Die irische Billigfluglinie zieht Flugzeuge aus Österreich ab und stellt damit auch die Spanien-Verbindung von Kärnten ein. Hintergrund ist die heimische Ticketsteuer. Mit dem Schritt will Ryanair den Druck auf die Politik erhöhen, die Abgabe abzuschaffen.
Ein milliardenschweres Investitionsprogramm für Österreich stellt der Konzern dennoch in Aussicht – allerdings nur unter einer Bedingung.
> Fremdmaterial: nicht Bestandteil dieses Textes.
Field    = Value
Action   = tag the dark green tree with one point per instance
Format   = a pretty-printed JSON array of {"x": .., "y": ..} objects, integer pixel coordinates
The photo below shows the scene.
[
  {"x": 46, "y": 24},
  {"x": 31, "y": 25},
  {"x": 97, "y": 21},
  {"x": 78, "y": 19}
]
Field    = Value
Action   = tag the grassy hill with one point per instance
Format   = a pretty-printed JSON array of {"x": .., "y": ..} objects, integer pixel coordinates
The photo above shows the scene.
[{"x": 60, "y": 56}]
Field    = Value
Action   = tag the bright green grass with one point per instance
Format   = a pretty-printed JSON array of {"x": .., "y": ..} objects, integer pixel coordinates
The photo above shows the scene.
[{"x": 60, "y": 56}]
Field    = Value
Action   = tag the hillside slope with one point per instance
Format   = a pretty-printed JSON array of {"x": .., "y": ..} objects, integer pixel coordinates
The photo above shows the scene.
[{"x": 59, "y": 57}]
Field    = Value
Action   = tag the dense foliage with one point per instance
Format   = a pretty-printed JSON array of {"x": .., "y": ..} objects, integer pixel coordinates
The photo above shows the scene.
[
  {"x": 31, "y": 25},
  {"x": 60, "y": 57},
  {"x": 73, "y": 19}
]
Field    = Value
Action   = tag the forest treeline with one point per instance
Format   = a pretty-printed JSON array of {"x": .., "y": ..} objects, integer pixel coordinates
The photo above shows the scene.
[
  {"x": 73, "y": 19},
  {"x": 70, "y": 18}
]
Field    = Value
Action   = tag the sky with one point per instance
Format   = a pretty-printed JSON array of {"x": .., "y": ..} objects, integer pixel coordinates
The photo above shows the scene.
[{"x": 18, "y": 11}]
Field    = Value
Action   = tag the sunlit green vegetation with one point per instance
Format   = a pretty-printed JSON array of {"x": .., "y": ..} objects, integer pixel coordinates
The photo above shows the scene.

Die derzeitige Ticketsteuer von zwölf Euro pro Flug müsse gestrichen werden.
"Die zwölf Euro sind 25 Prozent unseres durchschnittlichen Ticketpreises. Wir haben der Regierung einen Wachstumsplan in der Höhe von einer Milliarde US-Dollar präsentiert, der vorsehen würde, dass wir zehn zusätzliche Flugzeuge in Österreich stationieren, würden 40 neue Routen aufnehmen, wir würden unser Passagiervolumen um 70 Prozent auf zwölf Millionen Passagiere pro Jahr erhöhen und ganz besonders in Klagenfurt würden wir unser Passagiervolumen mindestens verdoppeln", so Andreas Gruber von Ryanair.
Neben der Ticketsteuer verweist Ryanair auch auf gestiegene Nebenkosten. Die Flugsicherungskosten seien in Österreich in den vergangenen Jahren um 60 Prozent gestiegen, berichtet "ORF". Auch hier brauche es eine deutliche Kostenreduktion. Andernfalls werde Österreich im internationalen Vergleich weiter zurückfallen.
Ganz ohne Ausbau bleibt Klagenfurt allerdings nicht: Die Ryanair-Flüge nach London werden von zwei auf drei wöchentliche Verbindungen erhöht. Ab Ende März steht zudem Palma de Mallorca wieder fünf Mal pro Woche im Programm.